El centro de reflexión Bruegel acaba de publicar un estudio que señala cómo la Unión Monetaria ha incrementado la brecha entre el Norte y el Sur. La tasa media anual de crecimiento de la renta per cápita en el periodo 2003-2017 señala de forma clara la distinta evolución seguida por los dos bloques de países. Los países más perjudicados han sido Grecia (-0,74%) e Italia(-0,24) con tasas negativas. Otros países del Sur como Portugal (0,63%), España (0,64%)y Francia (0,75), aunque presentan tasas positivas son muy inferiores a las de la mayoría de los Estados del Norte: Finlandia (0,84%), Bélgica (0,87%), Austria (1,05%), Holanda (1,08%), Suecia (1,33%) y Alemania (1,39%). Existe en algunos casos tales como los de España e Italia un agravante, el hecho de que se hayan potenciado las divergencias económicas internas entre las distintas regiones, lo que incentiva movimientos independentistas en las más pudientes que, dado el ejemplo del modelo europeo, quieren librarse de los mecanismos redistributivos.

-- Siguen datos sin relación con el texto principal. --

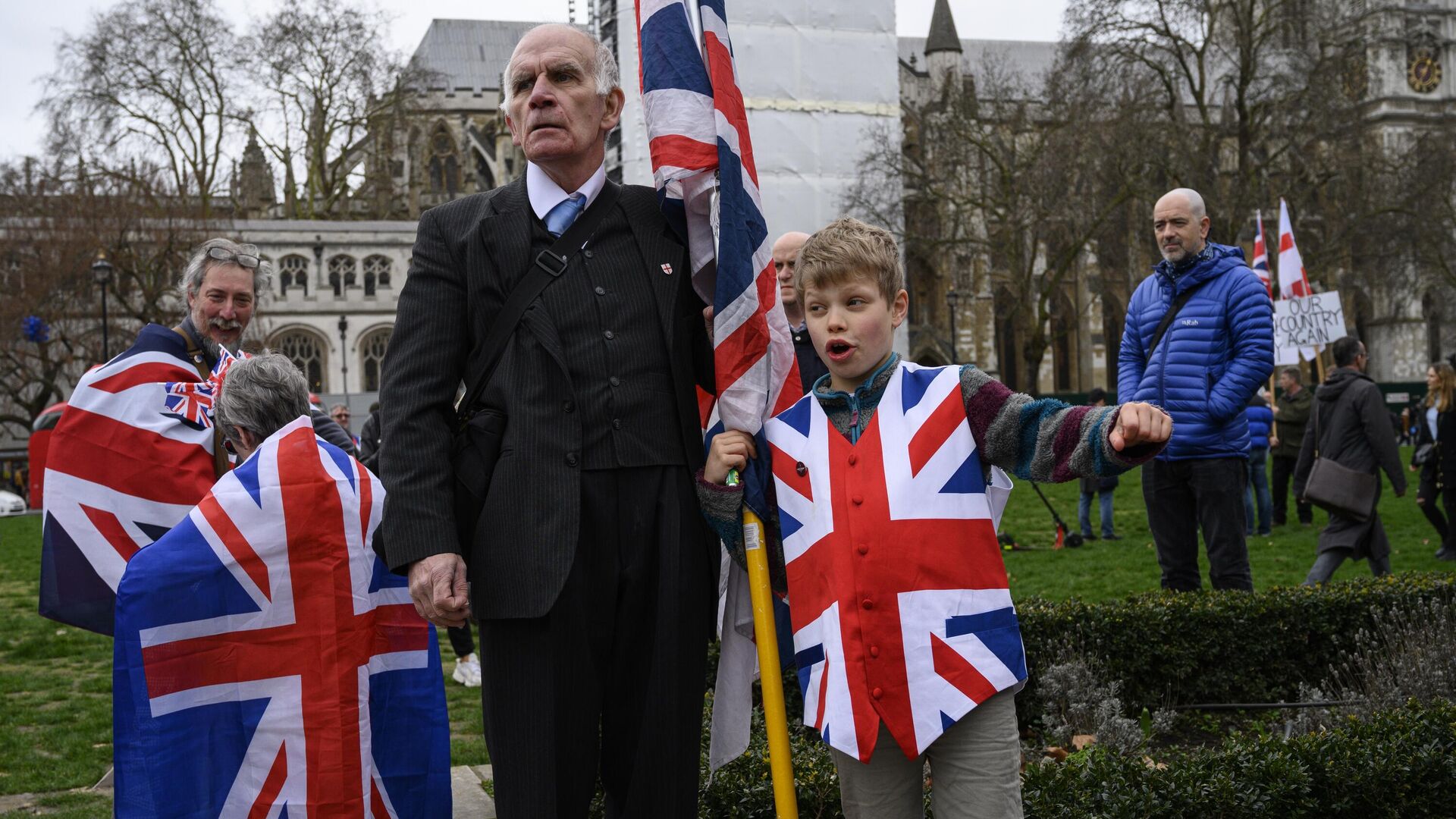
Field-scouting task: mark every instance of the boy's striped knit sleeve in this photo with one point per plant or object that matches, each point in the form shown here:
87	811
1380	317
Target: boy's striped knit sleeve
1043	439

Todos esos datos son totalmente lógicos y de alguna manera constituyen el resultado que cabría esperar cuando se ha negado toda viabilidad a una unión fiscal y presupuestaria. El presupuesto comunitario (1,2%) es radicalmente incapaz de compensar los desequilibrios territoriales que surgen de cualquier unión económica. Es más, se ha desechado todo procedimiento de mutualización de deuda y de compartir riesgos.

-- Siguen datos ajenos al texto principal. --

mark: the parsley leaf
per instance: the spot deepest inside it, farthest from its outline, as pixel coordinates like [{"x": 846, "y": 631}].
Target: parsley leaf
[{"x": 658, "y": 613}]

Las enormes discrepancias entre los países miembros exigirían fuertes mecanismos de cohesión y redistribución, pero paradójicamente la misma importancia de esas diferencias hace imposible una unión fiscal y presupuestaria; jamás los países ricos aceptarán una transferencia a los países menos desarrollados de recursos tan cuantiosos como los que se producirían. ¿Puede extrañarnos que cada vez sean más los ciudadanos de todos los países que desconfíen de la Unión Europea y que se pregunten (teniendo en cuenta que la unión política no es posible,) si no habrá que dar marcha atrás en esta integración que es meramente comercial, financiera y monetaria?

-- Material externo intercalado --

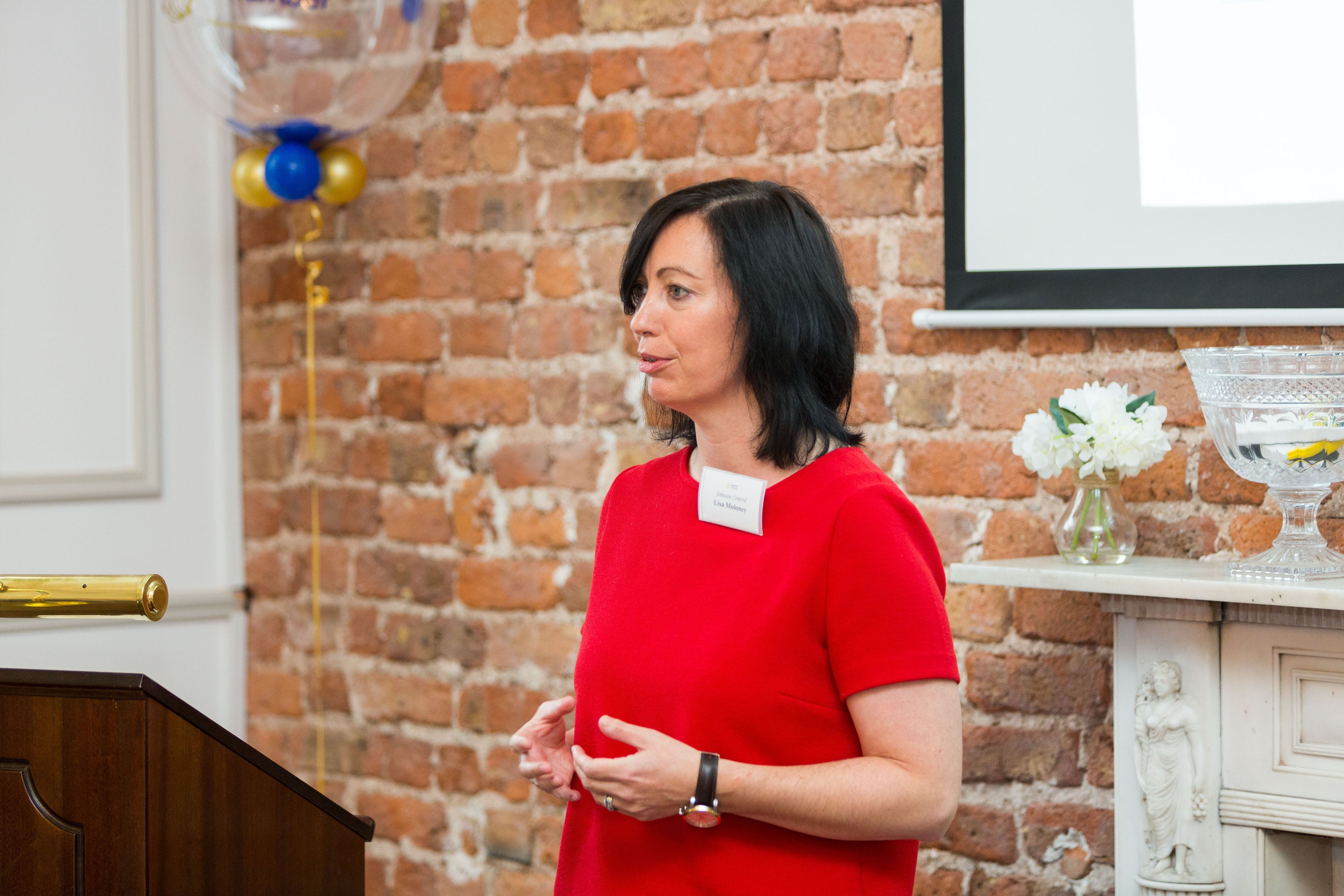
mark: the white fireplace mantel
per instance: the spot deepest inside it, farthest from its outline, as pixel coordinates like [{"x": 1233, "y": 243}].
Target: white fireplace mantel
[{"x": 1200, "y": 655}]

Las oligarquías europeas, con intereses personales en el proyecto, arremeten contra lo que califican de retroceso nacionalista. Pero lo único que se ha internacionalizado hasta ahora son los mercados, el capital y las monedas, y aparece como imposible internacionalizar la fiscalidad, las condiciones laborales, las prestaciones sociales, las finanzas públicas, los gobiernos y en general el poder político. En estas condiciones y ya que no existen en la Unión Europea mecanismos democráticos para controlar a los mercados y a los poderes económicos, habrá que preguntarse si no sería lógico someterlos de nuevo a los Estados nacionales. En fin, por lo menos parece bastante coherente que los europeos se interroguen con cierto escepticismo acerca de si sirven para algo las elecciones al Parlamento europeo.